But FWIW, my dog came thru the surgery and the recovery very, very well. His pain was well controlled, he was happy and eating well just a couple days later. So what I'm trying to say is, if they do find cancer, don't just automatically have them put him down on the table. Give it some serious thought, preferably now while you're not dealing with the emotions of the situation. 
I very strongly advise you to have the heart/lung check done.
Let us know how it comes out. You are constantly in my thoughts. Been there, know how awful it is.
Barb





coppers-mom said:


> Update:
> copper's vet just called. I told her I could do the spleenectomy, but that would take all of my funds ($1800). She said I could check with my regular vet and see if he would do it cheaper "since money is a concern". Well, it is quite a bit of money so I feel a little resentful about that comment, but....
> We can do an ultrasound on copper's heart to make sure he doesn't have tumors on his heart. Seems like Hemangiosarcoma quite often appears in the heart tissue as well. Of course, if he has heart tumors then we would just have to make the most of our remaining time and forget about the spleenectomy. I would probably have the specialist do the spleenectomy since they have more knowledge and better equipment than my regular vet.
> The other option is to just schedule the spleenectomy without checking further and hope for the best.
> What are your ideas?


----------



## Debles (Sep 6, 2007)

Copper and you are in my prayers.


----------



## Jackson'sMom (Oct 13, 2007)

I agree with hotel4dogs. The x-ray or ultrasound of the heart should give an indication of whether the cancer has invaded the heart.
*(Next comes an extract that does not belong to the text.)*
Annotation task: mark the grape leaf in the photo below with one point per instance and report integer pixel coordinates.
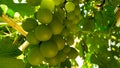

If it has, I wouldn't pursue the splenectomy.


----------



## coppers-mom (Jan 9, 2009)

Barb,
thanks for your note. I don't believe my vet brought the heart ultrasound up - I think I did (senile and upset so I forget). she did not mention X-ray as an alternative. It costs $300, but would be the determining factor about having the spleen removed.
I have some reservations regarding my vet so I don't think I would choose him to do the spleenectomy. He also does not have anyone there 24/7 though and that is a really big drawback. this would be the most serious surgery we've ever had and I think I would want someone with Copper 24/7 this time. I also wouldn't want to transport him that soon after surgery, so I guess I'll plan on using the specialist.
I'll call tomorrow and see when we can have the heart ultrasound. I'll let you know as soon as I do.
I don't remember if I mentioned how this all came about. Copper was scheduled for shoulder surgery on Nov. 10th. His pre-op blood test showed elevated liver enzymes and the surgery was cancelled and my vet did X-rays to see if he could see what was wrong. The X-rays seemed to show a liver mass so we were sent to the specialist. On Nov. 12 an abdominal ultrasound showed no problem with the liver, but did reveal some "cystic" areas on his spleen. A blood panel test ran that same day came back normal across the board for the liver enzymes as well. The original blood test, equipment or procedure was wrong. Okay - the point of all that is to show that copper seems to be feeling quite fine and has no clinical symptoms at this time. So I think/hope/pray that if his heart is clear of tumors, he should be able to hold up to surgery quite well. I think I cam trying to reassure myself not you!


----------



## Abbydabbydo (Jan 31, 2007)

Barb gave great, first hand advice. My thoughts are with you, I know how hard this is.


----------



## Augie's Mom (Sep 28, 2007)

I totally agree with Barb. It is always best to know your options and what you are up against. 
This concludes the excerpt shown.